Fort de cette maxime, Kolia tente alors de recomposer le puzzle de sa mémoire et de cette période où l’on passe de l’enfance à l’âge adulte.

En une succession de chapitres courts qui sont autant de souvenirs éparpillés, l’auteur fait revivre un monde, le sien, celui d’une enfance heureuse dont les souvenirs douloureux ne sont néanmoins pas absents.

Une enfance dans les années 80, le film X de Canal+ le premier samedi du mois qu’on regarde en cachette et en crypté et qui sonne le glas de l’innocence, How deep is your love des Bee Gees à la radio, les premières boums et les premières amours, l’autoroute dans la voiture familiale…
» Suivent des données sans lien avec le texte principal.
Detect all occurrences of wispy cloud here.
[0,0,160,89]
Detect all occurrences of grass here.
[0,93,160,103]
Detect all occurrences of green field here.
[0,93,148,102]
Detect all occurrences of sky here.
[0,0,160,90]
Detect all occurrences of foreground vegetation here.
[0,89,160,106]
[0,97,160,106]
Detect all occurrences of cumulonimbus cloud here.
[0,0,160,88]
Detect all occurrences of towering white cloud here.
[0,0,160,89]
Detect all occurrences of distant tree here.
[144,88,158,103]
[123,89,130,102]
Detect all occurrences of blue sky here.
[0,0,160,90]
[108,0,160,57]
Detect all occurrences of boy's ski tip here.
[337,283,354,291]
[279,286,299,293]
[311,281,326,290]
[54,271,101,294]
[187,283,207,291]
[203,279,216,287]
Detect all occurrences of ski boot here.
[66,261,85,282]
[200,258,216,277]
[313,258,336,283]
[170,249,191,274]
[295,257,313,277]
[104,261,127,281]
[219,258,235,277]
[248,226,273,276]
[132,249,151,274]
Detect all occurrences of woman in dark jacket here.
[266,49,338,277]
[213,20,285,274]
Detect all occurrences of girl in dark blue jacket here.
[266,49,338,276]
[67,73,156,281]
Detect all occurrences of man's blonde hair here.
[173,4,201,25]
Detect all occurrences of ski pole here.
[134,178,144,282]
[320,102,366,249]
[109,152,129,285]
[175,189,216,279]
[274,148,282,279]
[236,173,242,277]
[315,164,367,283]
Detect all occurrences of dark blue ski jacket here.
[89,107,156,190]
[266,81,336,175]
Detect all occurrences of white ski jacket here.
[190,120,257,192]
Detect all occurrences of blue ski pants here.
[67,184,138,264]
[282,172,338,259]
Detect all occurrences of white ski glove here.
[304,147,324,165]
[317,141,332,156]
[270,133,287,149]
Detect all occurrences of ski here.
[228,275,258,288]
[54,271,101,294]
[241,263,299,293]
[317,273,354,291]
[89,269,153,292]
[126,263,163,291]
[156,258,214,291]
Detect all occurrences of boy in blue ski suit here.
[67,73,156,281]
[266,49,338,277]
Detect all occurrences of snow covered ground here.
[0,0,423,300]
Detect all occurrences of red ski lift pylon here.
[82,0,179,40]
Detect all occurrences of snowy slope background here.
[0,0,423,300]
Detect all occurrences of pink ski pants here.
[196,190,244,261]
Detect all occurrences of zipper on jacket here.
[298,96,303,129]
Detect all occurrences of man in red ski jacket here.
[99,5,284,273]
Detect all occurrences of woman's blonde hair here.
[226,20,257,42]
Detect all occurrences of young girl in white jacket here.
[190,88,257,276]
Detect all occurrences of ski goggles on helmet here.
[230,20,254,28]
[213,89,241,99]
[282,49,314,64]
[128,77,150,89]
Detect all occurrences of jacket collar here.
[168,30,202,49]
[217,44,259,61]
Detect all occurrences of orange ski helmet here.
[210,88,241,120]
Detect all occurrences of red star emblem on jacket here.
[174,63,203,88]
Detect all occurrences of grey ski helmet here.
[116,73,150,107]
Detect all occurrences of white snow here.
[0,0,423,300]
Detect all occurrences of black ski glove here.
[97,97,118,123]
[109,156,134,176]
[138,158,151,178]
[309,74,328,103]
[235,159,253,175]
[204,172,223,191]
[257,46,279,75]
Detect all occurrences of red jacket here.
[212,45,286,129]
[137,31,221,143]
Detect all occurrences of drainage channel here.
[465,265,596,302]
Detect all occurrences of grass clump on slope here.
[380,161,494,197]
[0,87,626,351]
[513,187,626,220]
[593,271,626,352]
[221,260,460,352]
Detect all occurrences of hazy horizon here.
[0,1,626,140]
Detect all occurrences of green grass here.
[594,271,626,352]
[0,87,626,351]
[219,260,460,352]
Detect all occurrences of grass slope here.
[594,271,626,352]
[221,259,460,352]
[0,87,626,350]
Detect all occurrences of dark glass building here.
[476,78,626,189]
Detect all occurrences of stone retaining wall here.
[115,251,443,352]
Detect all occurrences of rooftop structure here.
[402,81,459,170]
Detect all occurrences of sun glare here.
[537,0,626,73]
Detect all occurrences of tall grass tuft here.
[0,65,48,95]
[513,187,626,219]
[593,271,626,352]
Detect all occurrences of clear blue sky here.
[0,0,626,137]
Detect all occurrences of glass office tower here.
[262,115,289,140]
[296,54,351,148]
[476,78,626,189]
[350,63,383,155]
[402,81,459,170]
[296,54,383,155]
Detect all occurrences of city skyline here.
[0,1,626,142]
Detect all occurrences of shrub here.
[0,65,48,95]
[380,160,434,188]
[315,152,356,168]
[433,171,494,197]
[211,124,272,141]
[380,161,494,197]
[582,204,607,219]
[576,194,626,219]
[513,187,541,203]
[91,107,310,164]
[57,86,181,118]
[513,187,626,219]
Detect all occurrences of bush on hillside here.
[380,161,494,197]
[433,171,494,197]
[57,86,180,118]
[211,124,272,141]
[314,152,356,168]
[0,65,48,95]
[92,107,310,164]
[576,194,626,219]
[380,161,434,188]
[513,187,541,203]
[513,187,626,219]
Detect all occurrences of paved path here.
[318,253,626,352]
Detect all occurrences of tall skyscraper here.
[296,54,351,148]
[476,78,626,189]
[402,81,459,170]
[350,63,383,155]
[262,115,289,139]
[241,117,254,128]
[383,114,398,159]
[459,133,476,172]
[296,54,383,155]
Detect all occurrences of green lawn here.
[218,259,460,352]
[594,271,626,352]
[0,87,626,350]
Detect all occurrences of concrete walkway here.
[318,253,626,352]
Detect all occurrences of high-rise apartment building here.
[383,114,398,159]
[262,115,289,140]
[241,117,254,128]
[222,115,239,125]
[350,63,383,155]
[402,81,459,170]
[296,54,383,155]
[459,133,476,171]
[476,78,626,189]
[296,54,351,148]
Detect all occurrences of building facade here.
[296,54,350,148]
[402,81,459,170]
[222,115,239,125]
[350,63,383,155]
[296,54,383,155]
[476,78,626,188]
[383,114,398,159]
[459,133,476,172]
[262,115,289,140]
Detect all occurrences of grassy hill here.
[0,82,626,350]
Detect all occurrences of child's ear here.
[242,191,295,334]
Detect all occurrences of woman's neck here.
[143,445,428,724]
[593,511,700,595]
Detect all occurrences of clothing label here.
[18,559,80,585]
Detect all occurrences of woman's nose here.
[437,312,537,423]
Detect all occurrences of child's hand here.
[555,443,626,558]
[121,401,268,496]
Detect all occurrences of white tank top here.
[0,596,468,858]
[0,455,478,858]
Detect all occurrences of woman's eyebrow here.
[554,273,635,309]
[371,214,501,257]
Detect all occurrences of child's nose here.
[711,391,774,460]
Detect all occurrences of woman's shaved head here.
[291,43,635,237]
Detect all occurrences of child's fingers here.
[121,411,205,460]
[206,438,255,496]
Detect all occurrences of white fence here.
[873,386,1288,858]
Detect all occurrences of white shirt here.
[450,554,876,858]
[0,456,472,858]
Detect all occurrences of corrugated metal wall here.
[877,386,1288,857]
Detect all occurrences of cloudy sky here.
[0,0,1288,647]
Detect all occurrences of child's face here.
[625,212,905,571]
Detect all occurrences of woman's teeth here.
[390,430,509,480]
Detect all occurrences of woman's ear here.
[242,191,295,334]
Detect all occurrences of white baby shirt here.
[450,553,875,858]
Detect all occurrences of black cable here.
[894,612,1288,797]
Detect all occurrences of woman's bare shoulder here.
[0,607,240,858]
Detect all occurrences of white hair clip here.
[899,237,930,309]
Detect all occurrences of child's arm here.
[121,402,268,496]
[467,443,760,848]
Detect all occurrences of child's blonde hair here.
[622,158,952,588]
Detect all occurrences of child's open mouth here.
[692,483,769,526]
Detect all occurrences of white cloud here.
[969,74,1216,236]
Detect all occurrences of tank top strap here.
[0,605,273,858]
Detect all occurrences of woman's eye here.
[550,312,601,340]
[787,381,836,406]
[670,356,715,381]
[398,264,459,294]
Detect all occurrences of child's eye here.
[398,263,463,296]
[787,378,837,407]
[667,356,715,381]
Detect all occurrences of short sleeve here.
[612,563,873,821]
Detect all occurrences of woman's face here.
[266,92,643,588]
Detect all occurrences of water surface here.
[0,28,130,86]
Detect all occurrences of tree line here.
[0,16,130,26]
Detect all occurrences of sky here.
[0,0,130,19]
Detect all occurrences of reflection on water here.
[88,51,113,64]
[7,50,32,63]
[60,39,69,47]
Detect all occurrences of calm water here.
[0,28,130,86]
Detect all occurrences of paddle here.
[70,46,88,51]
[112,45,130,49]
Il se dégage alors de ce court récit un subtil parfum de nostalgie, celui de l’herbe coupée, qui nous replonge dans nos propres souvenirs et les mystères de la mémoire des instants fugaces et sans importances qui, sans qu’on sache pourquoi, nous sont restés quand tant d’autres se sont envolés.

Un peu d’humour, mais surtout beaucoup de tendresse et d’émotion se dégagent de ce texte, dont, je l’avoue, le dernier chapitre m’a fait pleurer toutes les larmes de mon corps tant il a fait écho en moi.